Saiba como lidar com esta doença degenerativa.

Gestão

 

Não há cura para a doença de Parkinson, mas medicamentos, cirurgia e gerenciamento multidisciplinar podem proporcionar alívio dos sintomas. As principais famílias de medicamentos úteis no tratamento de sintomas são (geralmente combinado com um inibidor da dopa descarboxilase ou inibidor da COMT) de levodopa, agonistas dopaminérgicos e inibidores da MAO-B. O estágio da doença determina qual grupo é mais útil. Dois estágios são geralmente distinguidos: numa fase inicial em que o indivíduo com DOENÇA DE PARKINSON já desenvolveu alguma deficiência para o qual ele precisa de tratamento farmacológico e, em seguida, uma segunda fase na qual um indivíduo desenvolve complicações motoras relacionadas ao uso de levodopa. O tratamento na fase inicial visa um equilíbrio ideal entre controle dos sintomas e efeitos colaterais resultantes da valorização da função dopaminergic. O tratamento inicial da levodopa (ou l-dopa) pode ser atrasado usando outros medicamentos, como inibidores da MAO-B e agonistas da dopamina, na esperança de retardar o aparecimento de dyskinesias.

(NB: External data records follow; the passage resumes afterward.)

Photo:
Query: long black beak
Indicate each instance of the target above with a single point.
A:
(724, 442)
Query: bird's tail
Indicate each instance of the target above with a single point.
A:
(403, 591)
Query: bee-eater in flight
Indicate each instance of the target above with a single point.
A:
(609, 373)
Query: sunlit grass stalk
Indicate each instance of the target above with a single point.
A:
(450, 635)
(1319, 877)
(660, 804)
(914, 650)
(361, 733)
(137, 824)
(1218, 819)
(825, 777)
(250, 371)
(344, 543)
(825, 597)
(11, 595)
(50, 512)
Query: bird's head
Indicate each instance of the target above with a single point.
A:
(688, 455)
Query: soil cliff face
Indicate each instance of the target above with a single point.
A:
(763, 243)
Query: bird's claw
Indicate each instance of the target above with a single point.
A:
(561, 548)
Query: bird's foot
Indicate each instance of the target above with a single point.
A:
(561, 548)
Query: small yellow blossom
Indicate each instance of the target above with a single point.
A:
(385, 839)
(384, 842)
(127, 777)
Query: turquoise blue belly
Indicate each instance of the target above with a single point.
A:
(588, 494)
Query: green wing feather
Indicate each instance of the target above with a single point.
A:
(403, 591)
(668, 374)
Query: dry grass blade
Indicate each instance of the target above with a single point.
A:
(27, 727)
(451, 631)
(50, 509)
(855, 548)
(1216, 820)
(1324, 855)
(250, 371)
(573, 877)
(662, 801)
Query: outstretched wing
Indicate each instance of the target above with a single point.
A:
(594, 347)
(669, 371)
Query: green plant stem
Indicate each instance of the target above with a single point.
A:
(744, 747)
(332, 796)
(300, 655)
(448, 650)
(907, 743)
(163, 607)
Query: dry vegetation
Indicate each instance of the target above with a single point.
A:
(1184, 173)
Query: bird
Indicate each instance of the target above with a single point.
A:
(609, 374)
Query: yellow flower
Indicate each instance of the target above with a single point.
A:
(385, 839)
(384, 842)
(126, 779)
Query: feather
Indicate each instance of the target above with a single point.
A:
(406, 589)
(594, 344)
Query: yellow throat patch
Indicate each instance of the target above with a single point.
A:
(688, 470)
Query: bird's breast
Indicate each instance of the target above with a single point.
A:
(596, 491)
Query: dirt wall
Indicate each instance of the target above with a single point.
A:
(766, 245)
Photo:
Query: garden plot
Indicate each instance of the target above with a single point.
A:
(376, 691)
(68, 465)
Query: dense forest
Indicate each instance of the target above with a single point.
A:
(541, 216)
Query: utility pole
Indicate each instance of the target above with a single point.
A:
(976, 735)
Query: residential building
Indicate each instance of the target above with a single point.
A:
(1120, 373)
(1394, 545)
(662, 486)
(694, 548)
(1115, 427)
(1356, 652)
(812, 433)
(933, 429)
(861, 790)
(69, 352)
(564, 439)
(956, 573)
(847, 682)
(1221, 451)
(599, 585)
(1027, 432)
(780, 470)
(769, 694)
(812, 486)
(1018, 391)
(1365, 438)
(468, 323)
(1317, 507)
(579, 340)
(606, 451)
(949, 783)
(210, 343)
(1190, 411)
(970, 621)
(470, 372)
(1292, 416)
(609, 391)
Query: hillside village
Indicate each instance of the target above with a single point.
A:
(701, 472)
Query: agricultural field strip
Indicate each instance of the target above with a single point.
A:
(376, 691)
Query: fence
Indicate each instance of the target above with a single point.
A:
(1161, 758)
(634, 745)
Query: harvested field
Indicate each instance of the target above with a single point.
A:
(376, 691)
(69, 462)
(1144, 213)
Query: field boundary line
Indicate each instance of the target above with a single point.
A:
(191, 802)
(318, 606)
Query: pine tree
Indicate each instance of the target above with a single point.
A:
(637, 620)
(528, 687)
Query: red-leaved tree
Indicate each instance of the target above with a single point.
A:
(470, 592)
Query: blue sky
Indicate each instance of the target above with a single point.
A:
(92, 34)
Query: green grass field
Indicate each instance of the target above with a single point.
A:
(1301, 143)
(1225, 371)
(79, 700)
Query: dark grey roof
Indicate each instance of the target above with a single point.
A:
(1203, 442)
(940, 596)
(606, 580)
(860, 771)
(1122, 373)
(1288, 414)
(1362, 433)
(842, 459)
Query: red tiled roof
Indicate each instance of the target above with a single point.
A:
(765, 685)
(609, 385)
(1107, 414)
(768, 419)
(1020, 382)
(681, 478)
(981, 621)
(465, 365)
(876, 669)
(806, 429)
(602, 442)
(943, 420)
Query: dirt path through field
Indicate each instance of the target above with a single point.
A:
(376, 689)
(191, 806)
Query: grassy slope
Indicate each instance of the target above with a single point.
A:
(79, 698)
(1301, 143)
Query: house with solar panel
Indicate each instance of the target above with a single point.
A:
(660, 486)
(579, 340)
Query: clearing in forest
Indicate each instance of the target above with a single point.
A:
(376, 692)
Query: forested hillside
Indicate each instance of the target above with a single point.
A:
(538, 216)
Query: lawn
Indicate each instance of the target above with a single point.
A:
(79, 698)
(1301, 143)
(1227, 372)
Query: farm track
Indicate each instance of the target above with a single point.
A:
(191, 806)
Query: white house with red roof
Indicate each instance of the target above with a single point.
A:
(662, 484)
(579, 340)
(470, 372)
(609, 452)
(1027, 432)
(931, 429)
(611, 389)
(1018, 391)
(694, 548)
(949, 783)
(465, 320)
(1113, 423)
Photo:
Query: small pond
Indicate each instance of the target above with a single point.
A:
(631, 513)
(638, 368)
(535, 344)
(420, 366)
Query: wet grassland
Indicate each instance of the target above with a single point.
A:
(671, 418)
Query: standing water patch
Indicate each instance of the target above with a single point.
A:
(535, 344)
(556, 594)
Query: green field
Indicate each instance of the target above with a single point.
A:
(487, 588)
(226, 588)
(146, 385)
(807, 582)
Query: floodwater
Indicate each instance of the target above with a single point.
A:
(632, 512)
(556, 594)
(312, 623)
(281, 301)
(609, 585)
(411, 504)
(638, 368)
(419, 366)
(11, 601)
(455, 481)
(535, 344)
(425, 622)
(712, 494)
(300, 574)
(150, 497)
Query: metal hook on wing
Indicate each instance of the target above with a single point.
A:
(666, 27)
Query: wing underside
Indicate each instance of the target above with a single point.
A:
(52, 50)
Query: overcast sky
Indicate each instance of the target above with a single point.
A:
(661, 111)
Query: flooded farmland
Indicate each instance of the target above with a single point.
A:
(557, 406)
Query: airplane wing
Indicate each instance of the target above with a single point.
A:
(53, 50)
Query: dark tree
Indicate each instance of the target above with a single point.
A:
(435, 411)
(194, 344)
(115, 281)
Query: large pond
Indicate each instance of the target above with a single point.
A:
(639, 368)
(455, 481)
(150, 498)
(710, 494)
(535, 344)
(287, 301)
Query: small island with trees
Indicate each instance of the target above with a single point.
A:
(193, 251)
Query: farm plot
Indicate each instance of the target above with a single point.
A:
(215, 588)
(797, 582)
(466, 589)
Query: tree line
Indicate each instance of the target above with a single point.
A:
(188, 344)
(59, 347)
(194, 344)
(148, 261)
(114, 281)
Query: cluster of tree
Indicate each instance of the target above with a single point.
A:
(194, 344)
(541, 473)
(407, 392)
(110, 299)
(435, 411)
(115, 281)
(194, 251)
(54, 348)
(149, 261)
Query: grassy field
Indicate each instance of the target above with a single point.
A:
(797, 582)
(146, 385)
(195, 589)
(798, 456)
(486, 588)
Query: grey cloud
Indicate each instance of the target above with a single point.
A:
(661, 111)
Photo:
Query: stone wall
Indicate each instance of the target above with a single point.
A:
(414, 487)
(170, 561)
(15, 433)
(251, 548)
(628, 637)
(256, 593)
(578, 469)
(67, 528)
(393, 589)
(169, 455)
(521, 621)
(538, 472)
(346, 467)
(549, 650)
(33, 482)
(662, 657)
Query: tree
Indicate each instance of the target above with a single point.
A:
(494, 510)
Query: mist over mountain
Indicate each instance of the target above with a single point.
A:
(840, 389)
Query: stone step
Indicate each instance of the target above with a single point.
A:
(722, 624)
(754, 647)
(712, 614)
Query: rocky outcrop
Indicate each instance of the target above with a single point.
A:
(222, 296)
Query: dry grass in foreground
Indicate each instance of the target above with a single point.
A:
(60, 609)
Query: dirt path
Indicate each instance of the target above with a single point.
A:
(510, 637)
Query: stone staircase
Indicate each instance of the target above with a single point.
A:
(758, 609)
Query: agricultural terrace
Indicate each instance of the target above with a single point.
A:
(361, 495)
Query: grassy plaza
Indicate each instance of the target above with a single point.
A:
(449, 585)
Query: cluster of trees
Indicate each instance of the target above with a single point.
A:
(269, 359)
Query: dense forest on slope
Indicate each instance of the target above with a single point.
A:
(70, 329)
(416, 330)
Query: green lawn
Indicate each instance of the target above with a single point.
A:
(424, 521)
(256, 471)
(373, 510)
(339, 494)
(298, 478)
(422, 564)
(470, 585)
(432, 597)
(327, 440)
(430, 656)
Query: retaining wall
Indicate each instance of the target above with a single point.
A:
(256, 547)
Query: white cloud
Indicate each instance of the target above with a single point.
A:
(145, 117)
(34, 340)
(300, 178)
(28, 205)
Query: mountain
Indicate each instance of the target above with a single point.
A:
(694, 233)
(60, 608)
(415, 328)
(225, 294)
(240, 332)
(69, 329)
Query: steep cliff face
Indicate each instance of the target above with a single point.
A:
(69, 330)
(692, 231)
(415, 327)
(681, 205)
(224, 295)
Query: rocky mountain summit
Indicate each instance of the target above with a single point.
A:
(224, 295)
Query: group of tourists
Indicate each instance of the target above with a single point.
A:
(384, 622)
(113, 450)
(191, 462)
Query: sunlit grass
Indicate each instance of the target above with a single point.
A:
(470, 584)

Na segunda fase, o objetivo é reduzir os sintomas, controlar as flutuações da resposta à medicação. Retirada súbita da medicação ou o uso excessivo deve ser gerenciado. Quando os medicamentos não são suficientes para controlar os sintomas, cirurgia e estimulação profunda do cérebro podem ser de uso necessário. Na fase final da doença, os cuidados paliativos são fornecidos para melhorar a qualidade de vida.

 



Levodopa tem sido o tratamento mais utilizado por mais de 30 anos. L-dopa é convertida em dopamina nos neurônios dopaminérgicos. Desde que os sintomas são produzidos por uma falta de dopamina da substantia nigra, a administração de l-dopa diminui temporariamente os sintomas motores.